Here are some remarks for anybody who wants to investigate the
problem of Learned world-models with hardcoded pieces—hope they
will be useful.
My main message is that when thinking about this problem, you should
be very aware that there are fashions in AI research. The current
fashion is all about ML, about creating learned world models. In the
most extreme expression of this fashion, represented by the essay the
bitter
lesson,
even the act of hand-coding some useful prior for the learned world
model is viewed with suspicion. It is viewed as domain-specific or benchmark-specific
tweaking that will not teach us anything about making the next big ML
breakthrough.
Fashion used to be different: there were times when AI pioneers built
robots with fully hardcoded world models and were very proud of it.
Hardcoding parts of the world model never went out of fashion in the
applied AI and cyber-physical systems community, e.g. with people who
build actual industrial robots, and people who want to build safe
self-driving cars.
Now, you are saying that My default presumption is that our AGIs will
learn a world-model from scratch, i.e. learn their full world model from
scratch. In this, you are following the
prevailing fashion in theoretical (as opposed to applied) ML. But if
you follow that fashion it will blind you to a whole class of
important solutions for building learned world models with hardcoded
pieces.
It is very easy, an almost routine software engineering task, to build
predictive world models that combine both hardcoded and learned
pieces. One example of building such a model is to implement it as a
Bayesian network or a Causal graph. The key thing to note here is that
each single probability distribution/table for each graph node (each
structural function in case of a causal graph) might be produced
either by machine learning from a training set, or simply be
hard-coded by the programmer. See my sequence counterfactual
planning for some
examples of the design freedom this creates in adding safety features
to an AGI agent’s world model.
Good luck with your further research! Feel free to reach out if you
want to discusses this problem of mixed-mode model construction
further.
Now, you are saying that My default presumption is that our AGIs will learn a world-model from scratch, i.e. learn their full world model from scratch. In this, you are following the prevailing fashion in theoretical (as opposed to applied) ML. But if you follow that fashion it will blind you to a whole class of important solutions for building learned world models with hardcoded pieces.

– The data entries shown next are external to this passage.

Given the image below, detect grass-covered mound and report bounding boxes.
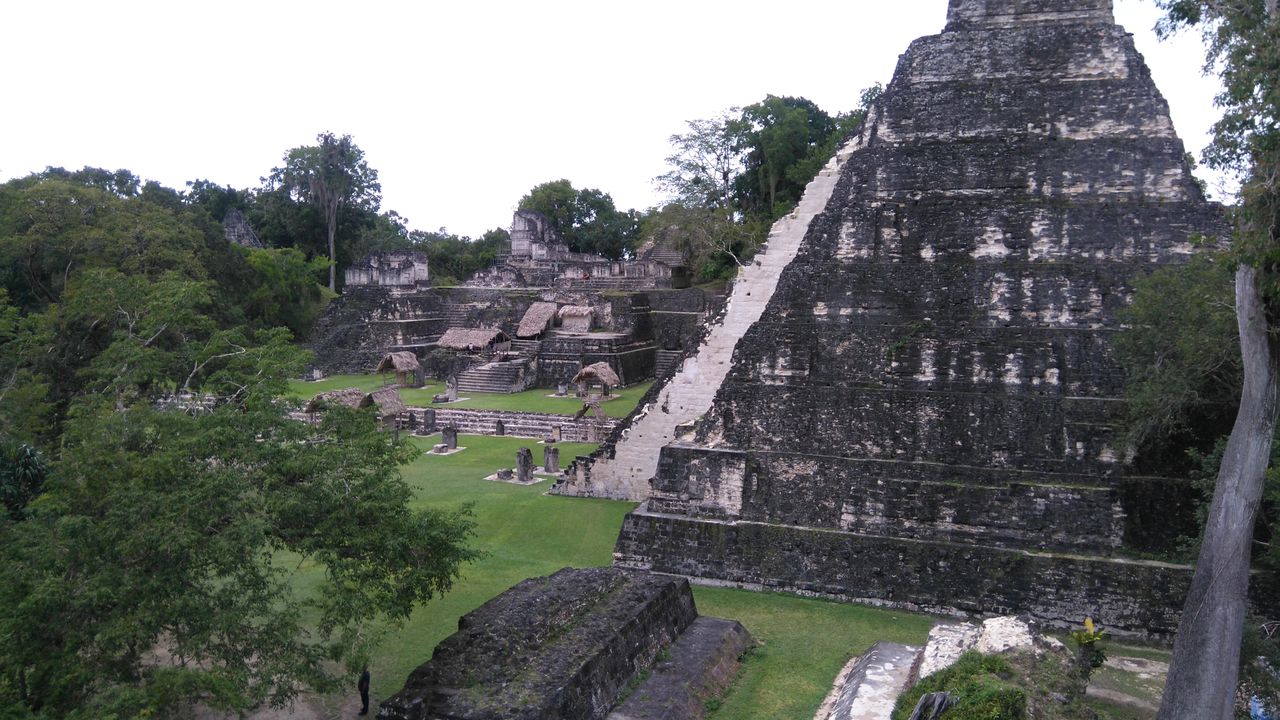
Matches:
[892,649,1097,720]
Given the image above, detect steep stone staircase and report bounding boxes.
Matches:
[554,137,858,500]
[653,349,683,379]
[456,360,527,394]
[440,304,476,329]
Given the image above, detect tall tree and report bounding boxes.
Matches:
[655,112,742,215]
[0,273,476,717]
[517,180,640,259]
[1154,1,1280,717]
[267,133,381,291]
[731,95,836,219]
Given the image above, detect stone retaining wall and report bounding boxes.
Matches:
[377,568,699,720]
[407,406,618,443]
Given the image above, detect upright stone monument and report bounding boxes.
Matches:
[614,0,1228,634]
[544,446,560,474]
[516,448,534,484]
[442,426,458,450]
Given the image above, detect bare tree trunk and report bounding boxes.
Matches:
[1158,266,1279,719]
[327,220,337,292]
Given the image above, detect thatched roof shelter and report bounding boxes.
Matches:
[437,327,510,351]
[361,387,407,419]
[305,387,367,412]
[557,305,594,319]
[516,302,558,338]
[376,351,420,374]
[572,362,620,388]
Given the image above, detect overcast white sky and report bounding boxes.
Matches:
[1,0,1224,238]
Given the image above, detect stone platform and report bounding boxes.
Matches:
[377,568,750,720]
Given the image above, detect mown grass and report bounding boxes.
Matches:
[288,374,652,418]
[696,587,933,720]
[287,431,934,718]
[447,381,652,418]
[367,434,626,683]
[286,374,445,406]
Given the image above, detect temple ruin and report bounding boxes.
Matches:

Just FYI, for me personally this presumption comes from my trying to understand human brain algorithms, on the theory that people could plausibly build AGIs using similar algorithms. After all, that’s definitely a possible way to build AGI, and a lot of people are trying to do that as we speak. I think the world-model exists in the cortex, and I think that the cortex is initialized from random weights (or something equivalent). See discussion of “learning-from-scratch-ism” here.
there were times when AI pioneers built robots with fully hardcoded world models and were very proud of it.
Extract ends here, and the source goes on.